Challenging spreadsheet incumbents head-on is a risky proposition; you'd have to offer customers something that was hard enough to copy and distinct enough for them to entertain yet another spreadsheet-adjacent product. Two entrants come to mind: Causal.app, which appears to be on the ascendancy, and Guesstimate, which seems to have already peaked. Both of these products do something an ordinary spreadsheet cannot: probabilistic modelling. They are likely to make attractive acquisition targets for Microsoft, Apple, or Google.

Indeed, when you hit the edge of a spreadsheet's performance envelope, it shatters into a million pieces. If you need more exotic statistical tools than even these aforementioned next-gen products have to offer, your choices are things like R and Jupyter. Even heavier scientific and engineering applications demand MATLAB, Maple, or Mathematica. Sanitizing and normalizing is the province of OpenRefine. Visualization? D3 or Tableau. Complex data structures, that get operated over in bulk, require a Real Database™, even if that is just Access, AirTable, or SQLite, to say nothing of the graph databases or industrial-grade RDBMS products.
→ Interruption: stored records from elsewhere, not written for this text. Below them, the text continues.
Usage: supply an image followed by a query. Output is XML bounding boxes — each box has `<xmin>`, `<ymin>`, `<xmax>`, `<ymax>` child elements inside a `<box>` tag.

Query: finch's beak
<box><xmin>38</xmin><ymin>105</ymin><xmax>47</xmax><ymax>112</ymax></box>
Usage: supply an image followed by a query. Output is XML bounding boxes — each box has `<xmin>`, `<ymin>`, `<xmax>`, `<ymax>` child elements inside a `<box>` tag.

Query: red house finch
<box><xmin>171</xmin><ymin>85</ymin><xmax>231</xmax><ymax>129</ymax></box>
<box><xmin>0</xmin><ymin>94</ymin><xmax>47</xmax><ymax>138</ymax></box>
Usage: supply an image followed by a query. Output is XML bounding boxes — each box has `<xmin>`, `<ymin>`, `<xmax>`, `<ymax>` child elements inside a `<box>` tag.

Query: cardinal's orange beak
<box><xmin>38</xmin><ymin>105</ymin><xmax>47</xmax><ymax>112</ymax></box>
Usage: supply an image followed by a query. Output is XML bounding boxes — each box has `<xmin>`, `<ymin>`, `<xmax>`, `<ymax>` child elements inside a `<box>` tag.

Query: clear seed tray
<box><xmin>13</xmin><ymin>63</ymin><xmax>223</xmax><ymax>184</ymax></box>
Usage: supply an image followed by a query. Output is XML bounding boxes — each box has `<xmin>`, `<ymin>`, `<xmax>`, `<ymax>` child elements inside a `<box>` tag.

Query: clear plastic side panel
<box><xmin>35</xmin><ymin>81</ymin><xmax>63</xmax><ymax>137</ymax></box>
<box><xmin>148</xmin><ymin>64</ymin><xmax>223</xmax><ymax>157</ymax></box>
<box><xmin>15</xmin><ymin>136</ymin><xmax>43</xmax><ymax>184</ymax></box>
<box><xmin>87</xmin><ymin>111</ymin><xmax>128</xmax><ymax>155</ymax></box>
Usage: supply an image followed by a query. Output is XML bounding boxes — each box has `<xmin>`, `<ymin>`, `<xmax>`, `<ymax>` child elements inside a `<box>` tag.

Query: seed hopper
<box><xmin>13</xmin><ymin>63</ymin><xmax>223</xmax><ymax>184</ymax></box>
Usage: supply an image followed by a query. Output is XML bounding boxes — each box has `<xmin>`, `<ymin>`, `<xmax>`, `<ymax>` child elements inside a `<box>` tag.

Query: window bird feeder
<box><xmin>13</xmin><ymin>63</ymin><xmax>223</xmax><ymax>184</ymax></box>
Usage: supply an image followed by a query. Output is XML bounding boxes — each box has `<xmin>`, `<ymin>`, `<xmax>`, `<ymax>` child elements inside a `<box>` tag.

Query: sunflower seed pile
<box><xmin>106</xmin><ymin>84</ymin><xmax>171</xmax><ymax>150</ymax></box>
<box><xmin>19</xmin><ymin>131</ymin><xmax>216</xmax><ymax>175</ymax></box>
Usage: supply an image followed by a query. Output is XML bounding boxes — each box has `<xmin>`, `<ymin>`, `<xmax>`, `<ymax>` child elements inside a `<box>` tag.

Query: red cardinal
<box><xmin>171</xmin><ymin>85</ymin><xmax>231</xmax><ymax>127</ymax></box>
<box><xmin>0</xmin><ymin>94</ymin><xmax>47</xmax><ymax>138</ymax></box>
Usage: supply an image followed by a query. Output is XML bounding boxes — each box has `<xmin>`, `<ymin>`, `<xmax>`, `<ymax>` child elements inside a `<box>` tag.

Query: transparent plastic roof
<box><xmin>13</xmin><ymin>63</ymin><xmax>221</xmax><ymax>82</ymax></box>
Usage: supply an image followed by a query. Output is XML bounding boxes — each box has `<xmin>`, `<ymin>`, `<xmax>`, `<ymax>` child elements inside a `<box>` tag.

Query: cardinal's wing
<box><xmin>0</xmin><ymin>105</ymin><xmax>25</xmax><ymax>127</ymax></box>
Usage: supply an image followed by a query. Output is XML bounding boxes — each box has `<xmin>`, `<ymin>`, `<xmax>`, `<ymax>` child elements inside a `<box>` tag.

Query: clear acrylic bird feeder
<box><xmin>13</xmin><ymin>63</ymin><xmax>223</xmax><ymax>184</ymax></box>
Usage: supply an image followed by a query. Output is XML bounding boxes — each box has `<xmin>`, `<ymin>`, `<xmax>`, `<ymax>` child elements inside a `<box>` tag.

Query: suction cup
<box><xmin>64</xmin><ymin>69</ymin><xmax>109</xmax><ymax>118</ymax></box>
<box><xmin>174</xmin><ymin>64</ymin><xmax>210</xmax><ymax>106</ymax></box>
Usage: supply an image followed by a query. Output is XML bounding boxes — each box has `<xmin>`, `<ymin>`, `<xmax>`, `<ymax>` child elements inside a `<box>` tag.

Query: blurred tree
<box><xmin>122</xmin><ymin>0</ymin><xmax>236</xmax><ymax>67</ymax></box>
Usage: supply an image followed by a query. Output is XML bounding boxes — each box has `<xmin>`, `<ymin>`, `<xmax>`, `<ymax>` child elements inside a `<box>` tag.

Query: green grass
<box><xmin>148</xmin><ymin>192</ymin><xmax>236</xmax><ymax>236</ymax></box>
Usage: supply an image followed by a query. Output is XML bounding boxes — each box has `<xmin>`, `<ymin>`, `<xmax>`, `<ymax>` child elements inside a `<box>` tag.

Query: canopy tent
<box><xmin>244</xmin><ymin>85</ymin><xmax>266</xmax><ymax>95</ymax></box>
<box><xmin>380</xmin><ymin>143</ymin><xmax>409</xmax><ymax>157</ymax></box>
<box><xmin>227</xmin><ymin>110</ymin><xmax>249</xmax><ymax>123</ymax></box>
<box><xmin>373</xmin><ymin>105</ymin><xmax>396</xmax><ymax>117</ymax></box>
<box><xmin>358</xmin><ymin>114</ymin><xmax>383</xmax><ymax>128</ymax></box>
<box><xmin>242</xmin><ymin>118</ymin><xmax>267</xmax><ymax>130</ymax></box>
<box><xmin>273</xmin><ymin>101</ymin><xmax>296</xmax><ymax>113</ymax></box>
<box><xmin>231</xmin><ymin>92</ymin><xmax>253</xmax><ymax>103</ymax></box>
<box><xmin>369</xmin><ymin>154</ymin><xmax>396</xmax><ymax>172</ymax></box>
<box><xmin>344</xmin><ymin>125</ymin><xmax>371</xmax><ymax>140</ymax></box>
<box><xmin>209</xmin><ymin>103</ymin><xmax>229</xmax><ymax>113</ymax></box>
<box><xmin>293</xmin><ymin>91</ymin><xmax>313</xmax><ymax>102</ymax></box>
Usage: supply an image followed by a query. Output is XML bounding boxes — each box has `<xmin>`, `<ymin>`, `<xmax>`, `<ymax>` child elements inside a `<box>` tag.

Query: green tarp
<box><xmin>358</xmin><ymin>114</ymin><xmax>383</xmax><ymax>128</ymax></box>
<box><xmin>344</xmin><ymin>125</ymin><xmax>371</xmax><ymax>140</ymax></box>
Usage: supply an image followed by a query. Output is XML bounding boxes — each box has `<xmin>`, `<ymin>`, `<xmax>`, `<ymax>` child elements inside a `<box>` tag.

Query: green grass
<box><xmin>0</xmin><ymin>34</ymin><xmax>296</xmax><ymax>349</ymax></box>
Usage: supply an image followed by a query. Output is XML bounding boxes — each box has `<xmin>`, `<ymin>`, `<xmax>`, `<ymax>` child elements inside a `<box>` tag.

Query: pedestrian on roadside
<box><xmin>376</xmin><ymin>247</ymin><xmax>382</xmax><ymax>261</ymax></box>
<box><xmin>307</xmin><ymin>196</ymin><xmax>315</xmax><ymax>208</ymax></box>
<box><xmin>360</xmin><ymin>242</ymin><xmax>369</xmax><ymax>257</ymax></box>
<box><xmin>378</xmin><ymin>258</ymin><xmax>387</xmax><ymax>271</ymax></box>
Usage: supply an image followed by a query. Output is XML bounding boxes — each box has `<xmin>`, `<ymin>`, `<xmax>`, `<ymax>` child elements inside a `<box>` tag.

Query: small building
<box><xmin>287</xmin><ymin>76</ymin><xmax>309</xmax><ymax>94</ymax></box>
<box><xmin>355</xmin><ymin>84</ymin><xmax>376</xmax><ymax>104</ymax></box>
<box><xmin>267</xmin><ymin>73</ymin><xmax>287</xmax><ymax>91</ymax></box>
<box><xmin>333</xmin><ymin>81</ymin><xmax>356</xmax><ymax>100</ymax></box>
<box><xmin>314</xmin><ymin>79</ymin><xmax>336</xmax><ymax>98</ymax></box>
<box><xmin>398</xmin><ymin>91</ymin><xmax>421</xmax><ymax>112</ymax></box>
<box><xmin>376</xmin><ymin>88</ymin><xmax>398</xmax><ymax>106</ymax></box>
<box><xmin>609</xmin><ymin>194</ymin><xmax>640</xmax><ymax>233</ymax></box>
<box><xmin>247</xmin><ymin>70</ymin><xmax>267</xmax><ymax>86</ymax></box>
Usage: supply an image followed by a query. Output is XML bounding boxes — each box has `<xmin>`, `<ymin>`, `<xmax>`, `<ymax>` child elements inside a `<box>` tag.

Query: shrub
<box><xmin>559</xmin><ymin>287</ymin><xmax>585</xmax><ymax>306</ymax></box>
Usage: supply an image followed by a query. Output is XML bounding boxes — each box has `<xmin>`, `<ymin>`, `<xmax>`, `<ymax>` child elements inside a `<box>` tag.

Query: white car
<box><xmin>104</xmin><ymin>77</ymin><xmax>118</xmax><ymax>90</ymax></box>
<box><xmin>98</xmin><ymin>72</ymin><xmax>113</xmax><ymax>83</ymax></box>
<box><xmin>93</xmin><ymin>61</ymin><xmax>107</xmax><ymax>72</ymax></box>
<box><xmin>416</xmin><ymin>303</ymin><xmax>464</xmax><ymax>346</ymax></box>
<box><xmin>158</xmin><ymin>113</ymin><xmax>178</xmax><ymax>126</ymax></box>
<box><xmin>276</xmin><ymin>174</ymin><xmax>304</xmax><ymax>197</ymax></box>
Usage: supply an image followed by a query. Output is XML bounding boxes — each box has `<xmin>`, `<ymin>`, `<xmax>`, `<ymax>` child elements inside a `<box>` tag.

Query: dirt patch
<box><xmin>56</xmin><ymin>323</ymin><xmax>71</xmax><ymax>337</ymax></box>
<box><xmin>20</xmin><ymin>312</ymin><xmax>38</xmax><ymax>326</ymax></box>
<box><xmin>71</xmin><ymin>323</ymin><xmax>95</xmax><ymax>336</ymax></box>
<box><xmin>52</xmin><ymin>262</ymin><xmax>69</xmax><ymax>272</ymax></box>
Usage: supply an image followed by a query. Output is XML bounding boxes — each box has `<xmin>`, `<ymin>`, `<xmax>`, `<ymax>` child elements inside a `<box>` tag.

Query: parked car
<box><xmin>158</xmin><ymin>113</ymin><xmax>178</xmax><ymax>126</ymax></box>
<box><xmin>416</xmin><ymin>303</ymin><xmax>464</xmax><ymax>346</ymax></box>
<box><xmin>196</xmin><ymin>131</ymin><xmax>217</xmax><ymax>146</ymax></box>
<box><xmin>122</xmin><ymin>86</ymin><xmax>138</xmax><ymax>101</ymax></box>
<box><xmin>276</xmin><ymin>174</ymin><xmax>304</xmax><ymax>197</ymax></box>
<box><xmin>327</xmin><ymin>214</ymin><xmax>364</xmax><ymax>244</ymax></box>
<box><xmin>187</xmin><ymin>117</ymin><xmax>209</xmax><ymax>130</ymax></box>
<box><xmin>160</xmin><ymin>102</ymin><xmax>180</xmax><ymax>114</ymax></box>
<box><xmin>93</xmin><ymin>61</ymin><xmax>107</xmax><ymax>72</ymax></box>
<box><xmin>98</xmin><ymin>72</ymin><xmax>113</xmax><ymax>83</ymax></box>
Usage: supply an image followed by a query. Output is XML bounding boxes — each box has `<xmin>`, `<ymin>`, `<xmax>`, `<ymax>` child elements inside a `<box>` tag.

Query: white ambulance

Getting a modest quantity of data, by hand, into a persistent structure, that doesn't demand any up-front work on schema definition, and provides a rudimentary computational vocabulary, is what I believe to be the core strength of the spreadsheet. Bonus points if you can serialize the result into something useful elsewhere. Network sync and telecollaboration—when considering the total addressable market—is a nice-to-have, although I'll wager it's easier to write a product this way these days than not to. The real value-add will be in solving how this additional structure I've been talking about will be manipulated by hand, and preserved in some kind of exchangeable data format.

Anyway, I figure about five million bucks ought to cover it. Anybody in?